Bis heute lässt sich im Handel der Materialfluss einzig über die gekennzeichnete Ladung nachverfolgen. Die Forscher des IML hingegen drehen dieses Prinzip um: „Wir identifizieren die Güter anhand der Palette, wofür wir die Waren mit der Palette verknüpfen“, so Projektleiter Dr. Volker Lange. So sind die Produkte mit einer Kennzeichnung versehen und auch der Transportbehälter oder die Palette mit einer Auto-ID, deren Code in einem RFID-Chip integriert ist, der auch Daten von einem Transportgut verwalten kann; hierfür wird der Barcode der Ware entweder eingescannt oder berührungslos ausgelesen und an den RFID-Chip übertragen.

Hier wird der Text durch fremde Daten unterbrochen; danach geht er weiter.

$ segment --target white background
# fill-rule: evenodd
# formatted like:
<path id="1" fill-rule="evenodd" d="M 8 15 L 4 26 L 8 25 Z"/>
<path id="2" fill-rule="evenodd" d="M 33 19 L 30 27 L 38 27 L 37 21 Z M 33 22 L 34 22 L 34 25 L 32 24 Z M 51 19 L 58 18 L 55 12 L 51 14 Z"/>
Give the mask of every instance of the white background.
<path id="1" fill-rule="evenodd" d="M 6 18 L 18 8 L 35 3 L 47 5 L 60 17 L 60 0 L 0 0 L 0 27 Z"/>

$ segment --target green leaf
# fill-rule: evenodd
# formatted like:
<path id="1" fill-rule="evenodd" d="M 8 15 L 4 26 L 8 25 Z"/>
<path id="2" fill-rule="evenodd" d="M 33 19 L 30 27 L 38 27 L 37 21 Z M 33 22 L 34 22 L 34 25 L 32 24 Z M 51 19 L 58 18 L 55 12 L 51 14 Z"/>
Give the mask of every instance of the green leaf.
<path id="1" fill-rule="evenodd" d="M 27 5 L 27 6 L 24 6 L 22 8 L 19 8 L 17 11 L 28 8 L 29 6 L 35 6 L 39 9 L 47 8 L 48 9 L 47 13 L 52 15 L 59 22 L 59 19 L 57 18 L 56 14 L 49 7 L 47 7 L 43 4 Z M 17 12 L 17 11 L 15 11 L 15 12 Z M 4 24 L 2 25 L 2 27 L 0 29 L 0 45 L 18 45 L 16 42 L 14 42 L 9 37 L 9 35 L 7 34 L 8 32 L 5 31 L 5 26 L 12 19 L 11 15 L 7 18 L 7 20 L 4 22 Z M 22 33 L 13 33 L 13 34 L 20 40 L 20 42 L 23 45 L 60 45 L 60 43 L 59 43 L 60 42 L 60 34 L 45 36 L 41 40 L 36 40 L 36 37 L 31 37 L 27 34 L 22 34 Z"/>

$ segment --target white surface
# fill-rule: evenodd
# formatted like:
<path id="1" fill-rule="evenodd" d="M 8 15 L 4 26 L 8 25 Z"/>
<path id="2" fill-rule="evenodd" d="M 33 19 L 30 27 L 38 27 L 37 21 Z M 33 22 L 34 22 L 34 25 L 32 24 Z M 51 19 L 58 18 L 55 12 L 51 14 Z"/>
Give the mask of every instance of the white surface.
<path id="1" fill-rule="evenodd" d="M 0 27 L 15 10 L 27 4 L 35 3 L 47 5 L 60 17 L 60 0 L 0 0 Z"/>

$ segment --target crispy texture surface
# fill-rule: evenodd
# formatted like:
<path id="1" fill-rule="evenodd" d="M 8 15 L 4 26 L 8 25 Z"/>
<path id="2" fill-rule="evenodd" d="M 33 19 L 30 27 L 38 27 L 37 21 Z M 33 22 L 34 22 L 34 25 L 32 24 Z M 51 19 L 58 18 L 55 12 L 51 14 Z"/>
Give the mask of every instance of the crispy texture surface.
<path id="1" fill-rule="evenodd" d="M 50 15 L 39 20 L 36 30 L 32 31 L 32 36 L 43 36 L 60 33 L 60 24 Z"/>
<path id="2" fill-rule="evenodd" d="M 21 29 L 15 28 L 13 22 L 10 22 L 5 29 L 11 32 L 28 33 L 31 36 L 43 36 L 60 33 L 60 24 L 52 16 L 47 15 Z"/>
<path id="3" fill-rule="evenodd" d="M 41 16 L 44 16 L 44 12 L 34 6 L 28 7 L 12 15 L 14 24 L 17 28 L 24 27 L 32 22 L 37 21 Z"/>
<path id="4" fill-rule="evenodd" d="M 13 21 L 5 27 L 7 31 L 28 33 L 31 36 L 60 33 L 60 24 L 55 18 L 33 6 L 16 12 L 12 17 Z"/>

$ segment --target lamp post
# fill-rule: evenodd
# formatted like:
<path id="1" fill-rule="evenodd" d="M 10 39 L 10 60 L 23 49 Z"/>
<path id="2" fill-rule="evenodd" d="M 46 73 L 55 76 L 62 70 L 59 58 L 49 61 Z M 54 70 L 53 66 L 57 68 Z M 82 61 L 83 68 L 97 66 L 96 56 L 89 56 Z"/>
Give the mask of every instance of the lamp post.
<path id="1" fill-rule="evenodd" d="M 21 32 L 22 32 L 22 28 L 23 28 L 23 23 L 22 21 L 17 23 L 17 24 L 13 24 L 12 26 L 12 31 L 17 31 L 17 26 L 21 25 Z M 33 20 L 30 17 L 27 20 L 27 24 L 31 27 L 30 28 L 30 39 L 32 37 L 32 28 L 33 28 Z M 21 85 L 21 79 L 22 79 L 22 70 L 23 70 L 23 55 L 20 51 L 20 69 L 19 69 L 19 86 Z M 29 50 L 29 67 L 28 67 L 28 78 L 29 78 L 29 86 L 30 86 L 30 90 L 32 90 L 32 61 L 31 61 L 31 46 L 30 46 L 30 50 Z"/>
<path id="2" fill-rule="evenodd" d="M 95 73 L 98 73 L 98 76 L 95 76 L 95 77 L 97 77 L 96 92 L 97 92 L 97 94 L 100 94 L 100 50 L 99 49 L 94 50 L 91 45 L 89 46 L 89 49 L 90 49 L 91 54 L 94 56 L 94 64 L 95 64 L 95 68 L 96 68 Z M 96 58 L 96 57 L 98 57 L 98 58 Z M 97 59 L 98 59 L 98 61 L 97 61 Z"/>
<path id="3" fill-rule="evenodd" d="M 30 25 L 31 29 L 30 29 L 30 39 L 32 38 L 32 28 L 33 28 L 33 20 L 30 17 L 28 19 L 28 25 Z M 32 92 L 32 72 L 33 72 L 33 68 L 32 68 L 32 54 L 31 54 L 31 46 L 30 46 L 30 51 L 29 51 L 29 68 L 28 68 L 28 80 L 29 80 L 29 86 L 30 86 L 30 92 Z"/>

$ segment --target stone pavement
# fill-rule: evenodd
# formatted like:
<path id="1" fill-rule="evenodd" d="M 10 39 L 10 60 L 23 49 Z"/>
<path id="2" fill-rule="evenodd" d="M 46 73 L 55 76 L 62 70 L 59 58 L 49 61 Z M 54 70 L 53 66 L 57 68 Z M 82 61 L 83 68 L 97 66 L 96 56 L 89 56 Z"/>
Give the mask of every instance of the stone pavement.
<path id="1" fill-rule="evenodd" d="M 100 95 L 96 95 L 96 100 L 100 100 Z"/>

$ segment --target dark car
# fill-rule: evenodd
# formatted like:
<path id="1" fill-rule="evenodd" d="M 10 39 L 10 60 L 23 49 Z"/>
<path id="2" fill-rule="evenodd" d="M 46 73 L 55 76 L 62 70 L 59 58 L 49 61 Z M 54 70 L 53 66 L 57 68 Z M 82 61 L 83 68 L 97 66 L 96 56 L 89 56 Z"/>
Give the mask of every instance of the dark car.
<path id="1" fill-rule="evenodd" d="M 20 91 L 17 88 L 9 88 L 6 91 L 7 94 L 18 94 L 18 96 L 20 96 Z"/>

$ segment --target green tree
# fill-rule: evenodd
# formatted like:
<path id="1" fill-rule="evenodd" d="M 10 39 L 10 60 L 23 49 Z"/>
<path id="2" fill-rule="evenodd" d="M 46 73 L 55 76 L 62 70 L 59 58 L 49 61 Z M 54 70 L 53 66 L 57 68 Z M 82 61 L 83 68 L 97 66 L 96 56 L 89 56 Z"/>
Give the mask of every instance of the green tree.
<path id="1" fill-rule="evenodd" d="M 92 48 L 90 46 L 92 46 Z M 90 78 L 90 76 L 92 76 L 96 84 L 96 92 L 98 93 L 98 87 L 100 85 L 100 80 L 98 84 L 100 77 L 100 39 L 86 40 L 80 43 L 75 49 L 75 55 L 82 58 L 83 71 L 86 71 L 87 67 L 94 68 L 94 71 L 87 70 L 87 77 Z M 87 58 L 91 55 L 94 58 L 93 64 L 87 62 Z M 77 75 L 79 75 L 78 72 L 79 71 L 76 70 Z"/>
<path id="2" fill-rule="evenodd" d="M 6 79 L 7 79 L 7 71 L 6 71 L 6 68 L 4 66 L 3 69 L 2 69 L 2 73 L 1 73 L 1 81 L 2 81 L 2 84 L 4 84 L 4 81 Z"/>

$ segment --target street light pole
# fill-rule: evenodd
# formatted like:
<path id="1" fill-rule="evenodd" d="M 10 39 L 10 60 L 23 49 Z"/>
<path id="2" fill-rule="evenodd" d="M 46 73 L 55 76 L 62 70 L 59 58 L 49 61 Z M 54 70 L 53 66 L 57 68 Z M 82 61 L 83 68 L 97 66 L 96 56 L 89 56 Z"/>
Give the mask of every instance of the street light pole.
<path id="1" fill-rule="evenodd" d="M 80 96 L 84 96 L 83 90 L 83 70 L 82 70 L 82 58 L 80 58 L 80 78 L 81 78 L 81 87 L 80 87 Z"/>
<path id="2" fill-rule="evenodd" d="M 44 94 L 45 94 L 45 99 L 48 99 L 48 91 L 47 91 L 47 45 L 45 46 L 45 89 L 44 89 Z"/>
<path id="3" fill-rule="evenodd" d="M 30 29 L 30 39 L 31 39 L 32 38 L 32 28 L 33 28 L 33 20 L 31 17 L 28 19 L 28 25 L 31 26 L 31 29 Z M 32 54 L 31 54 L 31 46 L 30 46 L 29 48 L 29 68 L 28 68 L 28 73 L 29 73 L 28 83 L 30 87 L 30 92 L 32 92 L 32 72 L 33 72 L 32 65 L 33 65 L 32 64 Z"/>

Künftig weiß der Handel genau, wo sich die bestellte Ware befindet: Alle Bewegungsdaten, Standort- und Zustandsinformationen und Ereignisse werden entlang der Wertschöpfungskette ausgelesen – etwa in einem Distributionszentrum, einem Auslieferungslager oder im Ladebereich – und in einem cloudbasierten System gespeichert. Ruft ein Lieferkettenpartner die Palette ab, kann er über eine von den Dortmundern entwickelte, webbasierte Informationsplattform auf die Daten zugreifen. Auch der die Transportbehälter zur Verfügung stellende Dienstleister profitiert von den Vorteilen: Die Ladungsträger melden sich automatisch, sobald sie leer sind, und fordern ihre Rücklieferung an.